文=鈴木健一郎 写真=FIBA.com

ゴベア、ミッチェル、アデトクンボと並んでの選出

バスケワールドカップ、日本代表はトルコとの初戦に敗れた。立ち上がりでつまづいて試合のほとんどで2桁のビハインドを背負い、終盤にも反撃できない完敗だった。エースの八村塁は15得点を挙げたものの、トルコの徹底マークに遭って満足にボールも受けられない状況。チームとしても個人としてもトルコの対策を打開できず、フィールドゴール成功率は30%(10本中3本成功)と低調だった。

それでも、前半残り1分を切って決めた豪快なダンクが、FIBAが選ぶ大会2日目のベストプレーに選ばれている。33-47と離され、何とか10点差に詰めて前半を終えたいという状況、八村のチェイスを振り切ってボールを受けようとした相手選手がファンブルした隙を逃さずスティールに成功すると、そのままリングに突進。自分の右側に付く相手を身体でブロックしながら、フリースローラインから一歩踏み込んだところで跳躍。ブロックをかいくぐって伸びのあるダンクをリングに叩き付けた。

他に選出されたのはフランスのルディ・ゴベア、アメリカのドノバン・ミッチェル、そしてギリシャのヤニス・アデトクンボとNBAのオールスタークラスの選手たち。今秋からNBAに臨む八村にとっては良いアピールとなった。

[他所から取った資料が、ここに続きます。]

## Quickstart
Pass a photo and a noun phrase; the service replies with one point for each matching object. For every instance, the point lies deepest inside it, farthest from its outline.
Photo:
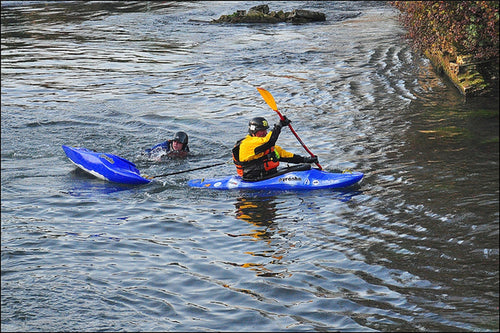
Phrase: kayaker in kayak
(177, 147)
(257, 156)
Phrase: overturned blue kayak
(105, 166)
(311, 179)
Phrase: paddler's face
(177, 146)
(261, 133)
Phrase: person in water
(257, 156)
(176, 147)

それでも大事な初戦を落としたことに変わりはない。八村は試合後、テレビのインタビューに応じて「僕にとって初めてのワールドカップで、世界の強さを感じられた」と試合を振り返るとともに、「僕らとしても100%ではない。オフェンス、ディフェンスもリズム乗らない中でやっていた」と、チームとして攻守が噛み合えばまた違った展開に持ち込めると主張する。

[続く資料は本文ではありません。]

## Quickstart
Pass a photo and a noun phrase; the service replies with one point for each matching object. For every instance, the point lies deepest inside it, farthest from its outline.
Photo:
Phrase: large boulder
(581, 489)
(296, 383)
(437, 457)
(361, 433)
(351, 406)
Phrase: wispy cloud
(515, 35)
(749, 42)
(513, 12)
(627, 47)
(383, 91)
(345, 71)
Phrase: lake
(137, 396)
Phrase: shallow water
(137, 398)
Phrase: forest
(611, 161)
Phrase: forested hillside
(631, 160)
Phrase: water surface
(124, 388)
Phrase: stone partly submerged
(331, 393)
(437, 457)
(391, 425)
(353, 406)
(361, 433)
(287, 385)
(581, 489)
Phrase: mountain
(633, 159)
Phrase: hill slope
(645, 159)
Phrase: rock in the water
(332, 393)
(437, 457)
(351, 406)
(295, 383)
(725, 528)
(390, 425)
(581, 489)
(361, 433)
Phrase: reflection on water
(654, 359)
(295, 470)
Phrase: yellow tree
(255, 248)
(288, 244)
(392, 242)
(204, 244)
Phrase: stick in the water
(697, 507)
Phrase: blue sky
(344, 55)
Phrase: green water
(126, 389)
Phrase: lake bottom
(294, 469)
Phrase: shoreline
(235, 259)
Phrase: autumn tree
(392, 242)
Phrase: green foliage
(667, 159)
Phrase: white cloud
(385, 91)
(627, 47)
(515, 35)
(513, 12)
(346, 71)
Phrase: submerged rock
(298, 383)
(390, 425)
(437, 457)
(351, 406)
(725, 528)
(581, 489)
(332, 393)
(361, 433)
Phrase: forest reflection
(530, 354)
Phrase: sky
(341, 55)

その後は待ち構える報道陣を完全スルー、一言も発することなくロッカールームへと引き上げた。

チェコ戦、アメリカ戦で勝利するには、八村の突出した個人能力をチームとしてどう生かすか、その策を見いだして遂行することが絶対条件。しかし同時に、八村自身もエースとして、相手の徹底的な対策を打ち破って結果を残すことが求められる。チームが負けたにもかかわらずベストプレーに選出されたのは八村ただ一人。ハイライトに選ばれ、なおかつチームを勝たせる。重すぎる役割かもしれないが、八村だからこそ期待されることでもある。